Tutelle, curatelle et gestion locative : quelles limites pour le gestionnaire immobilier ? information fournie par Boursorama avec LabSense 27/04/2026 à 08:30
Tutelle et curatelle : une organisation encadrée du patrimoine
La tutelle et la curatelle sont des mesures destinées à protéger une personne dont les capacités sont altérées. En curatelle, la personne conserve une autonomie partielle et agit avec assistance pour les actes importants. En tutelle, elle est représentée par un tuteur qui agit en son nom. Dans les deux cas, la gestion du patrimoine immobilier repose sur un cadre juridique strict. Le protecteur devient l’interlocuteur central pour toutes les décisions importantes liées aux biens. Il veille à leur conservation, leur entretien et leur valorisation, dans l’intérêt exclusif de la personne protégée. Cette organisation implique une conséquence majeure pour les professionnels de l’immobilier : ils n’interviennent pas dans la décision, mais uniquement dans l’exécution.
Une interdiction stricte sur la gestion des fonds
Le principe le plus important concerne les flux financiers. Le gestionnaire immobilier ne peut pas encaisser les loyers ni régler les dépenses liées au bien pour le compte de la personne protégée. Cette interdiction est totale et ne peut pas être levée, même avec l’accord du tuteur, du curateur ou du juge. Les loyers doivent être versés directement sur un compte ouvert au nom de la personne protégée. Les dépenses liées au logement, comme les travaux ou les charges, sont réglées depuis ce même compte, sous la supervision du protecteur. Le mandat de gestion est donc limité aux missions sans manipulation d’argent.
Le rôle du tuteur ou du curateur dans la gestion du bien
Le tuteur ou le curateur assure la gestion juridique et patrimoniale du bien immobilier. Il prend les décisions essentielles, organise l’entretien, valide les travaux et intervient dans la mise en location du logement. Pour les actes les plus importants, comme la vente d’un bien, une autorisation du juge peut être nécessaire, notamment dans le cadre d’une tutelle. Le protecteur agit ainsi comme garant du patrimoine de la personne protégée, tout en s’appuyant, si besoin, sur des professionnels spécialisés pour sécuriser les démarches.
Le gestionnaire immobilier : un rôle strictement opérationnel
Face à ce cadre, le gestionnaire immobilier conserve un rôle utile mais limité. Il intervient uniquement sur les aspects techniques et administratifs de la gestion locative. Il peut rechercher des locataires, rédiger les baux, organiser les états des lieux, suivre les loyers sur le plan administratif et assurer le suivi des travaux ou des sinistres.

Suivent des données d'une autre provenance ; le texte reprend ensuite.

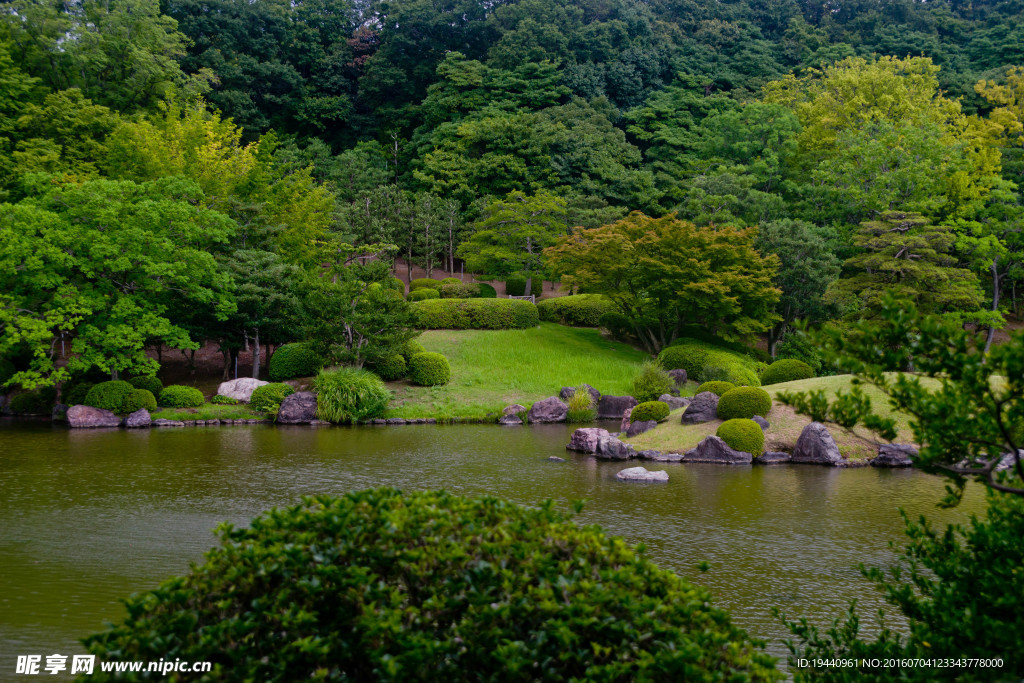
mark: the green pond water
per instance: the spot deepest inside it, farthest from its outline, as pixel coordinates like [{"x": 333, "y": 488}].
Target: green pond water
[{"x": 88, "y": 517}]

Il agit comme un prestataire de services, en lien avec le tuteur ou le curateur, sans jamais intervenir dans les décisions juridiques ni dans la gestion des fonds.
Des règles qui varient selon la mesure de protection
Si l’interdiction de manipulation des fonds s’applique à la tutelle et à la curatelle, d’autres dispositifs offrent un cadre différent. Dans le cas de l’habilitation familiale, un proche peut disposer d’une plus grande autonomie dans la gestion du patrimoine immobilier. Le niveau d’intervention du juge varie également selon la mesure de protection. Certaines décisions importantes, notamment celles qui engagent durablement le patrimoine, peuvent nécessiter son autorisation, en particulier en tutelle.